The district has submitted all of the necessary documentation to the International Multisensory Structured Language Education Council, an organization that accredits quality training courses for the preparation of language specialists. The next step is a site visit by the council.

FISD Dyslexia Coordinator Cheri Howell said there is no timeline as to when the district would receive approval. The district serves nearly 1,000 students in its dyslexia program.

“In the state of Texas there is a shortage of dyslexia therapy training centers, and with the growth we are experiencing in Frisco it’s difficult to find and to hire certified language therapists,” Howell said.

The closest center is at the Dyslexia Education Center at the Texas Scottish Rite Hospital for Children in downtown Dallas. Howell said if the district wants certified teachers it has to send teachers to the two-year training program in Dallas.

“[Becoming a center] would really help us train in-house,” Howell said. “It would save the district in travel costs to the hospital, and I think it also provides a service because it builds up our capacity as a dyslexia department.”

TSRHC opened its campus in Frisco, known as Scottish Rite for Children, in October.

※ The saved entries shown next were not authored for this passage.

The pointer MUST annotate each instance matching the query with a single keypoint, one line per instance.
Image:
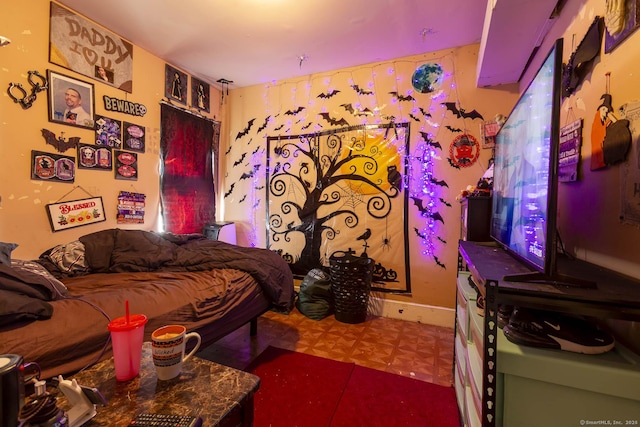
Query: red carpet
(298, 389)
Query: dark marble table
(220, 395)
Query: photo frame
(80, 45)
(200, 95)
(175, 84)
(94, 157)
(125, 165)
(632, 22)
(108, 132)
(133, 137)
(71, 101)
(52, 167)
(75, 213)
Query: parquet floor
(415, 350)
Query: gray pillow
(5, 252)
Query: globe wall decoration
(427, 77)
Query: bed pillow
(15, 307)
(5, 252)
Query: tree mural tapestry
(341, 190)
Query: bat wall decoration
(461, 113)
(59, 143)
(231, 187)
(334, 122)
(246, 130)
(240, 160)
(294, 112)
(402, 97)
(361, 91)
(328, 94)
(264, 125)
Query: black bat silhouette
(240, 160)
(294, 112)
(59, 143)
(264, 125)
(440, 183)
(461, 113)
(246, 130)
(328, 94)
(228, 193)
(444, 202)
(402, 97)
(361, 91)
(333, 121)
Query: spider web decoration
(334, 191)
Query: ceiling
(257, 41)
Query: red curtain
(187, 192)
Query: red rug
(298, 389)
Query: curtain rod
(186, 110)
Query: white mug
(167, 348)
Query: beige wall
(430, 283)
(23, 218)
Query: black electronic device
(165, 420)
(525, 176)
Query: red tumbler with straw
(127, 334)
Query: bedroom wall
(244, 142)
(23, 218)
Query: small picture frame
(94, 157)
(71, 101)
(75, 213)
(175, 85)
(125, 165)
(200, 97)
(52, 167)
(133, 137)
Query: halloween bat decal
(402, 97)
(240, 160)
(461, 113)
(328, 94)
(361, 91)
(59, 143)
(294, 112)
(264, 125)
(334, 122)
(246, 130)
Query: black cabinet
(475, 219)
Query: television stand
(556, 279)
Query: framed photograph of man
(71, 101)
(175, 84)
(200, 94)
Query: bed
(55, 310)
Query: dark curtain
(187, 192)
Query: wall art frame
(175, 84)
(80, 45)
(71, 101)
(200, 95)
(75, 213)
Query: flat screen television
(525, 175)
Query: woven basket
(350, 285)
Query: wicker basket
(350, 284)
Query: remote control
(165, 420)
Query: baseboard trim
(427, 314)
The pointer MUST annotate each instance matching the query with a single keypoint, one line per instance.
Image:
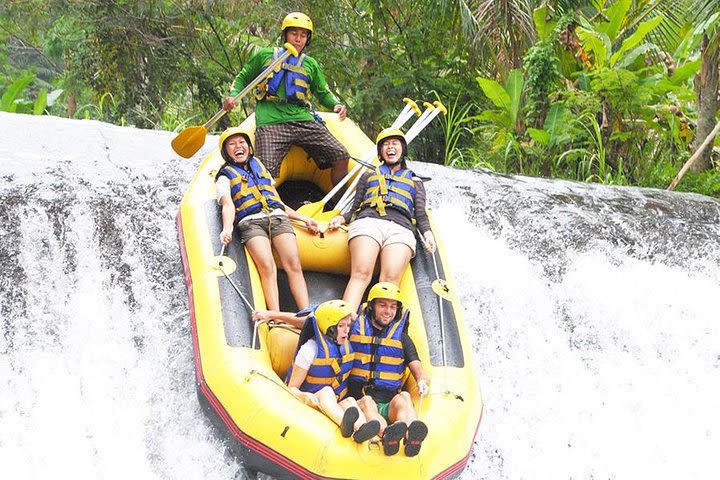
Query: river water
(592, 310)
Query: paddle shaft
(429, 113)
(264, 74)
(440, 305)
(245, 300)
(403, 117)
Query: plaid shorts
(272, 143)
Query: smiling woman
(241, 365)
(252, 206)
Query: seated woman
(321, 368)
(386, 202)
(251, 205)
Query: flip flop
(348, 422)
(366, 431)
(417, 431)
(392, 436)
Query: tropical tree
(707, 12)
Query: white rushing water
(592, 310)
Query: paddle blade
(311, 209)
(189, 141)
(440, 287)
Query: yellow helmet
(329, 313)
(391, 133)
(299, 20)
(232, 131)
(385, 290)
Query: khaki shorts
(384, 232)
(272, 143)
(268, 227)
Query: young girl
(321, 368)
(387, 203)
(251, 205)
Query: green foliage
(581, 90)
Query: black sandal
(392, 436)
(348, 422)
(366, 431)
(417, 431)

“We have built a lot of shell space for future growth, and we are evaluating services that could locate to Frisco,” Vice President Jeremy Howell said. “Dyslexia is one of those services, but at this time there are no plans.”

Apart from teachers becoming certified through TSRHC the district also uses the hospital’s program curriculum, known as Take Flight, Howell said.

The curriculum provides students learning techniques on how they can be academically successful with their dyslexia. The support students receive is individualized, intensive and multisensory.

“In order to teach in the program you have to be a certified language therapist, and by being [a training center] it helps us to make sure that we have the highest quality trained teachers that are able to deliver our program to our students,” Howell said. “It’ll allow us to continue to grow our program and hire new therapists as we grow.”